When he presented this paper at a conference last fall, Santos got interest from government subcontractors and other employers who face similar scheduling issues, some of them separate from the pandemic.

“Companies are talking about downsizing their bricks-and-mortar locations,” he said. “Maybe they don’t need big office spaces if more people work from home, so they’re looking to reduce their footprint.”

At his brother’s company, the schedule Santos created has continued to work well more than a year later.

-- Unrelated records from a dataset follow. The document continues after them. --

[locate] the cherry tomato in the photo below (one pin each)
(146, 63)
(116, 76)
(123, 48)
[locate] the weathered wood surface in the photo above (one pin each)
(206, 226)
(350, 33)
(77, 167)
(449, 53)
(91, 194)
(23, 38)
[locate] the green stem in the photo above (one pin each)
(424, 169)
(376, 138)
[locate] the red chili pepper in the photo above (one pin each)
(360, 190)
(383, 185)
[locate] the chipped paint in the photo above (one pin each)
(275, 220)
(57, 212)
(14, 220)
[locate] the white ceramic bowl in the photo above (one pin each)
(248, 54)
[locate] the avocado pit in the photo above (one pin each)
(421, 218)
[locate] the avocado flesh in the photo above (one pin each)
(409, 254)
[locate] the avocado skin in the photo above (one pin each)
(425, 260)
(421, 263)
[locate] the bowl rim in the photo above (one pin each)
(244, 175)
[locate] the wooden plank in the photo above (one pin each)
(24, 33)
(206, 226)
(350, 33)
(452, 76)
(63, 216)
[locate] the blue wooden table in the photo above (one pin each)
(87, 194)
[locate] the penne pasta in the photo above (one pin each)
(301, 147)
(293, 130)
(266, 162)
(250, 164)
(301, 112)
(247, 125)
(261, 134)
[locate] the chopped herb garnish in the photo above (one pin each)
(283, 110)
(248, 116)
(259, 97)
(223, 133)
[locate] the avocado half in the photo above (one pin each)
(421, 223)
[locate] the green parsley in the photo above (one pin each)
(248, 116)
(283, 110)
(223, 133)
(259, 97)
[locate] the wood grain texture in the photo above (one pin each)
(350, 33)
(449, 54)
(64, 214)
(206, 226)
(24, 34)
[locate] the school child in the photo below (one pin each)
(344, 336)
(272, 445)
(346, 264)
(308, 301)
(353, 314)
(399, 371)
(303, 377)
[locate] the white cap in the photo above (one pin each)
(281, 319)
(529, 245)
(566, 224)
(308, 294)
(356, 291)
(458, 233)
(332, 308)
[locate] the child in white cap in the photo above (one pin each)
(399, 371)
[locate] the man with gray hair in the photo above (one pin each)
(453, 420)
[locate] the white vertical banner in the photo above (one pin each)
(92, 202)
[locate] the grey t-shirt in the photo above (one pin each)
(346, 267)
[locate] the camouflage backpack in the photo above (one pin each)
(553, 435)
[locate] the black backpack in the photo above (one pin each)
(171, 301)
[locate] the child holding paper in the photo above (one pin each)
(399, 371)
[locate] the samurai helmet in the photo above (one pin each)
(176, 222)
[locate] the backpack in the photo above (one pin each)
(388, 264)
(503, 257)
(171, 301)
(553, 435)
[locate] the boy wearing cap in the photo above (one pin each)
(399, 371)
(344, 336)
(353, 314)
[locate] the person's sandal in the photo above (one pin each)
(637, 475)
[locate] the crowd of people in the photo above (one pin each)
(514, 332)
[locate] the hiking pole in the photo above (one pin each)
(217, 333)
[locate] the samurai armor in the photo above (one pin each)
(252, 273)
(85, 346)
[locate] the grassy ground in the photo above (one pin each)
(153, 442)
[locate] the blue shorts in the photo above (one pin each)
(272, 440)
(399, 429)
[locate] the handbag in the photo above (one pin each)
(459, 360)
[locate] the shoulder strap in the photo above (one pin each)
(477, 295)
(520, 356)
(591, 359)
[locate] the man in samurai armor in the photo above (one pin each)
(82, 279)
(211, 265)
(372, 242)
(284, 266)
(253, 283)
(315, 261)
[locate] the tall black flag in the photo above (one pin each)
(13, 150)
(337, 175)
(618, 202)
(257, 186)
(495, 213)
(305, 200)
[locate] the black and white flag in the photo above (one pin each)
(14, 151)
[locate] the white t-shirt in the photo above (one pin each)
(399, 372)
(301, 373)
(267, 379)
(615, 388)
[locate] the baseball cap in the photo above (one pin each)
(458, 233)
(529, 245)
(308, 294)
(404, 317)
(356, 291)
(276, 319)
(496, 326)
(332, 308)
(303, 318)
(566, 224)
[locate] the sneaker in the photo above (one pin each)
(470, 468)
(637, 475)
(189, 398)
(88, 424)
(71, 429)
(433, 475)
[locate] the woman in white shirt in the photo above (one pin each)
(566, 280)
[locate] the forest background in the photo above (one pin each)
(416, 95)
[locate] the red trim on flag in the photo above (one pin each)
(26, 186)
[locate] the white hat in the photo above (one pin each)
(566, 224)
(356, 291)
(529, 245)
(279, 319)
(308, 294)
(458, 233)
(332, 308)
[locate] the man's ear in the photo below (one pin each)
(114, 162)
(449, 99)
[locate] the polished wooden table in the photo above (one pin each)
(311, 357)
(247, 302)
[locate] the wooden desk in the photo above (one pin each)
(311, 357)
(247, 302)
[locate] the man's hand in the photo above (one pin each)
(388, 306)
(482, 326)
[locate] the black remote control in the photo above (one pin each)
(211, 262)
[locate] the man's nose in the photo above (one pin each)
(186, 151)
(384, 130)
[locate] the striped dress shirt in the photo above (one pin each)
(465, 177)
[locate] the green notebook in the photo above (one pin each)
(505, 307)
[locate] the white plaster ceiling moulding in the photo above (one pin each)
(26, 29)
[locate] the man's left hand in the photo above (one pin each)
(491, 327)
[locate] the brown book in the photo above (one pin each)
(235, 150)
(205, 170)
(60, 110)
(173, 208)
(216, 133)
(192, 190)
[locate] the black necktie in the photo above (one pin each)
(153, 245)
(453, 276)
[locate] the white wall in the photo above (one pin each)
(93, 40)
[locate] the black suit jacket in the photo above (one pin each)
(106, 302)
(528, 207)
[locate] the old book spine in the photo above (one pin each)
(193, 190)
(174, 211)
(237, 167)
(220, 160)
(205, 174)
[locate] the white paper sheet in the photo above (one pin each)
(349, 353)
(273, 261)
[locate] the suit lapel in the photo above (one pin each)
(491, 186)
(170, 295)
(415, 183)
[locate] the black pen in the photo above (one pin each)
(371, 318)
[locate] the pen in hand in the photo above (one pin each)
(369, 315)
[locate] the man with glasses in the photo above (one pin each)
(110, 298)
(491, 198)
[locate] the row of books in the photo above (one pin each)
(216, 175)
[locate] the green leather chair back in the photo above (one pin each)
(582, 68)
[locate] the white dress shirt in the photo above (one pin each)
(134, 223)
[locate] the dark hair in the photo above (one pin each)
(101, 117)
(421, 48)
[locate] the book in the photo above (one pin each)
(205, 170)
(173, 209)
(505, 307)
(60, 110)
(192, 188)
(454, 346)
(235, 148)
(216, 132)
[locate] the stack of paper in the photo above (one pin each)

“He definitely got bragging rights, because we got it solved for him in a day or two,” he said with a laugh. “The other two managers said, ‘What the what?’”

ASQ award

This spring, the Binghamton section of the American Society for Quality (ASQ) honored Santos with the Paul A. Robert Award for “outstanding commitment” to supporting local businesses and organizations in promoting product and service quality.

In 1947, Robert founded a local group to preserve and propagate knowledge learned by the military during World War II. The group became the Binghamton section of the American Society for Quality, and it established the award in 1965.

Santos was hailed for initiating an ASQ student branch at Binghamton University and serving as faculty advisor from 1996 to 2004, as well as his many published papers, the “Quality Day” conferences he co-organized on campus, and his work with the Watson Institute for Systems Excellence (WISE) and the Industrial and Systems Engineering Review.

“Dr. Santos has been a major contributor to the field of quality, extending his passion for this subject matter to his students and encouraging their participation in this area for many years,” said Mohammad Khasawneh, professor and chair of the SSIE Department. “His ongoing mentorship and efforts to share knowledge with others interested in quality speak to the heart of this award, and we are delighted he was selected.”

Santos said he was surprised by the award but is proud of the contributions he’s made in the field of quality improvement.

“The work of most of my master’s advisees and several of my PhD advisees is in the area of quality, so if you look at all the master’s theses I’ve advised, easily 100 or so are related to quality, process development and process improvement,” he said. “That’s where most of my own research has been, too. Most of what I do with WISE and working with companies is about reliability.”